Gorzka zatoka [Bitter Bay] for soprano and piano to words by Maria Pawlikowska-Jasnorzewska (1932)
dedication: –
duration: ca 2’
manuscript: Zygmunt Mycielski Archive, Manuscript Department, National Library, no. IV 14313 akc. 020704 (and IV 14153 akc 020544 version transposed for alto and piano)
premiere: [a list of compositions made in October 1946 features a note by Mycielski: performed Paris, France, Belgium, Poland; these may have been Maria Modrakowska’s vocal recitals; the song Bitter Bay combined with Where Are You?! may have been performed as Two Melodies/Deux Mélodies in Paris, 17 November 1933, Maria Modrakowska – soprano, Léon Kartun – piano]
It is a small composition often combined by Mycielski with a song he wrote to his own words in the same period, Gdzieżeście?!. The two pieces were performed as Two Songs / Two Melodies in November 1933 in Paris by Maria Modrakowska, accompanied on the piano by Léon Kartun.
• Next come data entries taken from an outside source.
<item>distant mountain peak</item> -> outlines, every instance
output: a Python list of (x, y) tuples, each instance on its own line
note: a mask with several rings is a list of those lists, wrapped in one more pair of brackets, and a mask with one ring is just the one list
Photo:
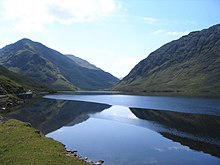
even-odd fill
[(70, 58), (71, 60), (73, 60), (78, 65), (80, 65), (81, 67), (85, 67), (85, 68), (88, 68), (88, 69), (94, 69), (94, 70), (101, 70), (100, 68), (96, 67), (95, 65), (90, 64), (88, 61), (86, 61), (84, 59), (81, 59), (79, 57), (76, 57), (72, 54), (66, 54), (66, 56), (68, 58)]
[(28, 38), (0, 49), (1, 65), (58, 90), (106, 89), (118, 82), (88, 61), (75, 59)]
[(140, 61), (115, 89), (220, 94), (219, 73), (220, 24), (161, 46)]

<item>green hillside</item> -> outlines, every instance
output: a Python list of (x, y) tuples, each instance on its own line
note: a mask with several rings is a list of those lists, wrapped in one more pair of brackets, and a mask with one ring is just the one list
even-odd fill
[(220, 24), (167, 43), (117, 84), (129, 92), (220, 93)]
[(60, 52), (29, 39), (2, 48), (0, 64), (58, 90), (104, 89), (118, 81), (109, 73), (82, 67)]
[(18, 75), (0, 66), (0, 95), (18, 94), (22, 91), (50, 91), (44, 85), (38, 84), (24, 76)]

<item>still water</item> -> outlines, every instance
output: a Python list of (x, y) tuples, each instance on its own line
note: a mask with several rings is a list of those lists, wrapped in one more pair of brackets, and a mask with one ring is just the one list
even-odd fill
[(48, 95), (8, 117), (106, 165), (220, 164), (220, 98)]

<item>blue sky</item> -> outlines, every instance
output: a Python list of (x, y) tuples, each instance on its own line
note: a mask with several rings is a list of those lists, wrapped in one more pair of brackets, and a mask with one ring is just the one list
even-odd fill
[(220, 23), (220, 0), (0, 0), (0, 48), (30, 38), (117, 77), (163, 44)]

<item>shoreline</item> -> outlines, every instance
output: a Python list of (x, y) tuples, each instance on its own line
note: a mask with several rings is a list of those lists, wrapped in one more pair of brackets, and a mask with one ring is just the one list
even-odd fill
[[(4, 129), (7, 130), (7, 132), (5, 132)], [(19, 131), (19, 133), (17, 133), (16, 131), (18, 131), (18, 130), (22, 130), (22, 131)], [(69, 159), (69, 160), (65, 160), (65, 161), (69, 161), (69, 162), (72, 161), (71, 164), (80, 163), (83, 165), (84, 164), (85, 165), (86, 164), (88, 164), (88, 165), (102, 165), (104, 163), (103, 160), (93, 161), (93, 160), (88, 159), (87, 157), (82, 157), (82, 156), (78, 155), (77, 151), (68, 150), (65, 147), (65, 145), (62, 144), (61, 142), (58, 142), (52, 138), (46, 137), (42, 132), (33, 128), (30, 123), (22, 122), (20, 120), (7, 119), (7, 118), (0, 116), (0, 134), (2, 134), (0, 139), (3, 138), (3, 139), (1, 139), (1, 142), (0, 142), (0, 146), (1, 146), (0, 150), (3, 150), (2, 157), (6, 156), (7, 159), (9, 159), (7, 161), (13, 161), (13, 159), (15, 159), (14, 157), (17, 157), (17, 158), (19, 157), (20, 162), (23, 162), (23, 161), (31, 162), (32, 159), (34, 159), (35, 161), (41, 161), (41, 158), (40, 158), (41, 156), (45, 157), (45, 155), (46, 155), (46, 158), (47, 158), (47, 153), (45, 153), (45, 155), (44, 155), (44, 152), (41, 152), (41, 150), (45, 149), (45, 148), (47, 148), (47, 150), (49, 150), (50, 148), (52, 148), (51, 150), (54, 150), (54, 151), (50, 151), (50, 152), (53, 152), (54, 155), (50, 155), (50, 157), (48, 158), (48, 162), (50, 162), (50, 161), (56, 162), (56, 160), (51, 160), (51, 157), (54, 158), (56, 155), (59, 155), (60, 157), (63, 157), (63, 160), (61, 159), (61, 161), (64, 161), (65, 159)], [(22, 135), (20, 135), (20, 134), (22, 134)], [(3, 136), (6, 136), (7, 138), (4, 138)], [(25, 137), (24, 138), (25, 140), (23, 140), (23, 139), (20, 140), (21, 136)], [(40, 141), (40, 142), (37, 144), (34, 144), (33, 147), (29, 148), (31, 150), (30, 151), (31, 153), (29, 155), (30, 157), (25, 156), (25, 158), (22, 160), (21, 158), (24, 157), (24, 155), (22, 155), (22, 153), (25, 152), (25, 154), (27, 154), (26, 147), (29, 146), (29, 144), (26, 144), (26, 143), (35, 143), (35, 142), (32, 142), (33, 140), (35, 141), (35, 139), (36, 139), (36, 141)], [(27, 142), (27, 140), (28, 140), (28, 142)], [(48, 142), (45, 143), (45, 141), (48, 141)], [(15, 143), (15, 145), (17, 144), (18, 147), (22, 146), (21, 149), (19, 149), (19, 153), (15, 156), (13, 155), (12, 150), (13, 150), (13, 147), (16, 147), (16, 146), (13, 146), (12, 143)], [(50, 143), (55, 143), (56, 147), (55, 148), (51, 147)], [(13, 147), (10, 147), (10, 146), (13, 146)], [(57, 148), (60, 149), (59, 152), (57, 151)], [(4, 151), (7, 151), (7, 152), (4, 153)], [(11, 155), (9, 155), (10, 152), (12, 152)], [(29, 151), (28, 151), (28, 153), (29, 153)], [(39, 159), (36, 157), (32, 158), (33, 155), (35, 155), (35, 154), (40, 155)], [(28, 158), (30, 158), (30, 159), (28, 159)], [(4, 164), (4, 162), (1, 159), (2, 158), (0, 158), (0, 163)], [(47, 160), (45, 160), (45, 161), (47, 161)], [(56, 162), (56, 163), (60, 163), (60, 162)]]

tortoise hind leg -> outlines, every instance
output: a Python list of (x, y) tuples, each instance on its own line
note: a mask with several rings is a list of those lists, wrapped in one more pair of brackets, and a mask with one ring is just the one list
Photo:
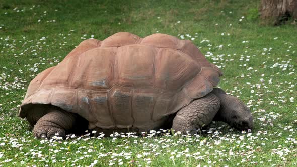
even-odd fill
[(194, 100), (177, 112), (172, 128), (184, 134), (188, 131), (195, 134), (198, 129), (211, 122), (220, 105), (219, 99), (212, 93)]
[(37, 121), (33, 133), (38, 138), (51, 139), (54, 136), (65, 138), (66, 133), (81, 132), (87, 125), (87, 122), (76, 113), (53, 109)]

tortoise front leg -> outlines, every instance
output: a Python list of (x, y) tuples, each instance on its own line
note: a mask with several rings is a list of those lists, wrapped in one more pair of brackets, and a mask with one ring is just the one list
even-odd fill
[(82, 119), (76, 113), (53, 109), (37, 121), (33, 134), (38, 138), (51, 139), (54, 136), (65, 138), (66, 133), (78, 132), (82, 127), (87, 127), (87, 123)]
[(220, 106), (219, 99), (212, 93), (193, 101), (180, 109), (173, 119), (172, 128), (176, 131), (191, 134), (211, 122)]

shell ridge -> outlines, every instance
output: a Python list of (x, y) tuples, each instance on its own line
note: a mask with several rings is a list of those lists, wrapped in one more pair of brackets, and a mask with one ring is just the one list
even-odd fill
[(135, 122), (135, 119), (133, 116), (133, 103), (134, 102), (134, 98), (135, 98), (135, 90), (133, 88), (131, 89), (131, 91), (132, 91), (132, 96), (130, 97), (130, 112), (131, 112), (131, 117), (132, 117), (132, 119), (133, 120), (133, 122), (132, 123), (132, 127), (134, 127), (134, 124)]

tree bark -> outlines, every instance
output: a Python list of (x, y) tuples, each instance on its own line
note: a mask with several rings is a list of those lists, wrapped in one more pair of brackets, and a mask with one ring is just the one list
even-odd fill
[(261, 0), (261, 18), (278, 25), (290, 17), (297, 20), (297, 0)]

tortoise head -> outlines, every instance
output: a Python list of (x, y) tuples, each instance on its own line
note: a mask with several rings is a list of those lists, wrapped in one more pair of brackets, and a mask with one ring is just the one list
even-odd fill
[(224, 121), (239, 130), (253, 129), (253, 116), (243, 102), (233, 96), (222, 93), (215, 94), (220, 100), (220, 107), (215, 120)]

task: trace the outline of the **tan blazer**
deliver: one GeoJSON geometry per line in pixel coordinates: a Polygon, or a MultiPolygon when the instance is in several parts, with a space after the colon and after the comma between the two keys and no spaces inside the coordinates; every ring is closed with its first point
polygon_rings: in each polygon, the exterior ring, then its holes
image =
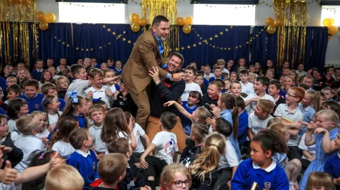
{"type": "Polygon", "coordinates": [[[165,79],[168,72],[160,66],[166,64],[160,54],[158,44],[152,29],[139,36],[133,47],[131,54],[123,68],[122,77],[125,85],[133,93],[143,91],[152,79],[149,70],[157,66],[160,78],[165,79]]]}

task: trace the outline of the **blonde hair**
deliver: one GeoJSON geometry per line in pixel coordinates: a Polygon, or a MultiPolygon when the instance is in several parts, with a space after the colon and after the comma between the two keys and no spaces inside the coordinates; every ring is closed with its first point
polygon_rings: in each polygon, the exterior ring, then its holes
{"type": "Polygon", "coordinates": [[[16,128],[24,135],[31,135],[32,131],[39,125],[39,118],[33,114],[28,114],[20,117],[16,121],[16,128]],[[35,121],[37,122],[35,122],[35,121]]]}
{"type": "Polygon", "coordinates": [[[47,173],[46,190],[81,190],[84,180],[78,171],[69,165],[61,165],[47,173]]]}
{"type": "Polygon", "coordinates": [[[312,172],[309,174],[306,190],[312,190],[313,187],[324,187],[326,189],[335,190],[333,178],[326,172],[312,172]]]}
{"type": "Polygon", "coordinates": [[[191,175],[185,168],[184,165],[179,163],[172,163],[166,166],[161,175],[160,184],[162,189],[166,189],[170,186],[173,182],[174,174],[176,172],[179,172],[186,176],[188,180],[190,180],[189,187],[191,186],[191,175]]]}
{"type": "MultiPolygon", "coordinates": [[[[204,181],[206,174],[217,168],[221,155],[226,148],[225,139],[217,132],[208,136],[205,142],[202,152],[197,155],[189,169],[190,173],[197,176],[201,183],[204,181]]],[[[210,178],[211,181],[211,173],[210,178]]]]}
{"type": "Polygon", "coordinates": [[[317,92],[313,90],[308,90],[305,93],[305,96],[306,95],[308,94],[310,95],[312,101],[314,101],[315,103],[314,104],[314,109],[317,112],[319,111],[321,109],[321,102],[320,102],[320,93],[317,92]]]}

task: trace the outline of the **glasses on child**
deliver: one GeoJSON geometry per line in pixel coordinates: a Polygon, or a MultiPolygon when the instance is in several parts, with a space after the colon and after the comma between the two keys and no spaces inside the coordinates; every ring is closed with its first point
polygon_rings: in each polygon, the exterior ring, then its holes
{"type": "Polygon", "coordinates": [[[175,184],[175,186],[176,186],[176,187],[177,188],[180,188],[183,185],[183,183],[185,184],[186,186],[188,186],[190,185],[190,182],[191,181],[191,180],[188,179],[184,182],[182,181],[176,181],[175,182],[173,182],[173,183],[175,184]]]}

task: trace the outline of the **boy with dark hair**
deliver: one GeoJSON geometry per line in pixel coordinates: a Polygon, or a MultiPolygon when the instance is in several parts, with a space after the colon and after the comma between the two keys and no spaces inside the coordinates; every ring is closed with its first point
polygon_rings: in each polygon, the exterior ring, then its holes
{"type": "Polygon", "coordinates": [[[39,83],[34,79],[28,79],[23,84],[24,94],[18,97],[23,98],[28,104],[28,113],[39,110],[39,105],[41,103],[44,95],[38,94],[39,83]]]}
{"type": "Polygon", "coordinates": [[[194,82],[196,76],[196,70],[192,66],[189,65],[185,68],[184,76],[185,78],[185,89],[180,96],[182,101],[187,101],[189,94],[191,91],[197,91],[202,95],[202,91],[199,85],[194,82]]]}
{"type": "Polygon", "coordinates": [[[151,188],[144,180],[144,175],[135,165],[132,156],[132,148],[126,138],[119,138],[111,142],[107,147],[110,154],[120,153],[128,158],[126,174],[123,179],[118,183],[119,190],[147,190],[151,188]]]}
{"type": "Polygon", "coordinates": [[[90,149],[93,145],[93,140],[88,130],[85,128],[72,131],[70,134],[69,140],[76,151],[71,154],[66,162],[76,168],[84,179],[85,185],[83,189],[88,189],[90,184],[99,178],[97,172],[95,153],[90,149]]]}
{"type": "Polygon", "coordinates": [[[127,162],[126,156],[123,154],[111,153],[104,156],[98,162],[100,179],[92,183],[89,190],[115,190],[118,183],[125,176],[127,162]]]}
{"type": "Polygon", "coordinates": [[[141,167],[143,169],[144,174],[148,177],[148,182],[153,190],[156,190],[155,177],[160,176],[164,167],[174,161],[175,162],[177,158],[176,152],[178,151],[177,138],[176,135],[171,132],[176,123],[177,118],[174,113],[169,112],[163,113],[159,123],[162,131],[156,135],[150,145],[141,156],[141,167]],[[155,156],[147,157],[155,149],[155,156]],[[151,169],[148,169],[149,167],[151,169]]]}
{"type": "Polygon", "coordinates": [[[44,69],[43,69],[44,61],[43,61],[42,59],[37,59],[36,61],[35,61],[34,66],[35,66],[35,69],[32,71],[31,75],[33,77],[33,79],[37,81],[40,81],[40,79],[41,79],[42,72],[44,71],[44,69]]]}

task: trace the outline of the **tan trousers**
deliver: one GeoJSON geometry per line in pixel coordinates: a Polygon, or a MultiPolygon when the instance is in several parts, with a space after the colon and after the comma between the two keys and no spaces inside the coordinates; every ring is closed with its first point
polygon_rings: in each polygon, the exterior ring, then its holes
{"type": "MultiPolygon", "coordinates": [[[[148,120],[148,127],[147,127],[146,129],[146,134],[152,142],[155,138],[156,134],[161,132],[161,129],[158,126],[160,119],[159,117],[150,116],[148,120]]],[[[178,151],[181,154],[183,149],[186,146],[185,140],[186,140],[186,135],[185,135],[183,127],[182,127],[182,124],[180,123],[179,117],[177,116],[177,123],[171,131],[176,135],[177,144],[178,146],[178,151]]]]}
{"type": "Polygon", "coordinates": [[[143,129],[146,127],[148,117],[150,115],[150,103],[149,97],[147,93],[146,88],[138,94],[134,93],[130,91],[130,94],[135,102],[135,104],[138,107],[138,111],[136,116],[135,121],[140,125],[143,129]]]}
A tonally free, broad-breathed melodic line of an apostrophe addressed to an idealised figure of a sailor develops – supported by an evenly paced accompaniment – from a barely outlined B flat minor centre towards other, barely indicated sound centres. Each phrase is illuminated differently from the tonal and harmonic perspective. The second part of the song, matching its beginning material-wise, is a calm confession of the lyrical subject and oscillates between the keys of B minor and B major, only to close the piece with a tonal finale in B flat minor. It is difficult not to have the impression that Pawlikowska-Jasnorzewska’s reference to the figure of the mermaid evoked a distant, melic at most, reminiscence of mermaid singing from Claude Debussy’s orchestral triptych Nocturnes.